Ear, nose and throat and related structures impairment
Assessment of dental injuries: loss of teeth and potential loss of structural integrity of the face.
This material is issued by the Motor Accidents Authority under s65 (2) of the Motor Accidents Compensation Act 1999 (the Act) in the interests of promoting accurate and consistent medical assessments under the Act. The interpretation provided here is not legally binding but represents the clinically recommended interpretation in an area where more than one interpretation of existing provisions may be possible. This recommended interpretation is publically available. Any medical assessment which does not adopt this interpretation should be accompanied by clinical justification for the interpretation adopted, supported by full, robust reasons.
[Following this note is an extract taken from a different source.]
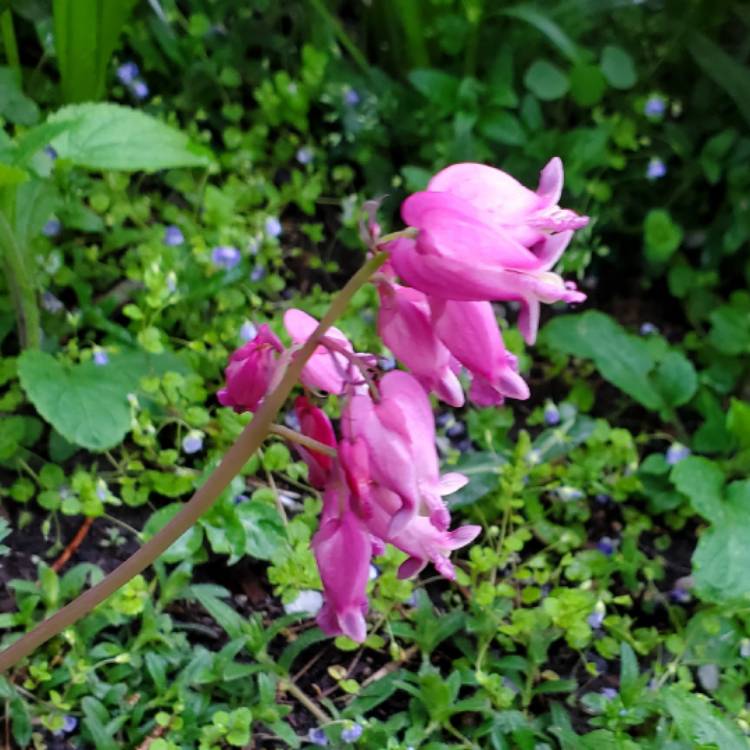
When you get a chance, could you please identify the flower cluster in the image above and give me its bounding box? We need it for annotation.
[218,159,588,642]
- The Motor Accidents Authority Permanent Impairment Guidelines – Guidelines for the assessment of permanent impairment of a person injured as a result of a motor vehicle accident 1 October 2007 (MAA Guidelines): Chapter 6 Teeth, paragraphs 6.18-6.21 (page 37).
- The American Medical Association Guides to the Evaluation of Permanent Impairment, 4th Edition (AMA 4 Guides): Chapter 9 Section 9.3b, Mastication and Deglutition (page 231); and Chapter 9 section 9.2 The Face (page 229-30).
Currently, the majority of dental injuries are assessed in accordance with Chapter 6, Teeth, of the MAA Guidelines and Chapter 9, section 9.3b Mastication and Deglutition, of the AMA 4 Guides.
Issues requiring clarification
The AMA 4 Guides provide that ‘In evaluation of permanent impairment from a disorder of the face, functional capacity as well as structural integrity should be considered’ (9.2 The Face page 229).
Dental injuries may result in more than one assessable impairment. A dental injury or injuries may cause a loss of functional capacity and a loss of structural integrity.
When functional capacity (mastication or deglutition) is impaired, the imposition of dietary restrictions usually results. Such restrictions are the most objective criteria by which to evaluate permanent impairment of these functions (9.3b Mastication and Deglutition AMA 4 Guides page 231).
Loss of structural integrity (loss of supporting structures such as soft tissue, teeth, bone or cartilage of the facial skeleton) may result in cosmetic deformity (9.2 The Face AMA 4 Guides page 229).
Prior to making any determination, Medical Assessors should consider the advice provided in the MAA Guidelines at clause 1.32 'Adjustments for the effects of prostheses or assistive devices' and whether the claimant advises that they are/are not planning to undertake future treatment. For example, where a claimant wears a plate/partial denture for the loss of several teeth as a result of the motor accident, the denture should be removed to determine any dietary restrictions and to determine any loss of structural integrity.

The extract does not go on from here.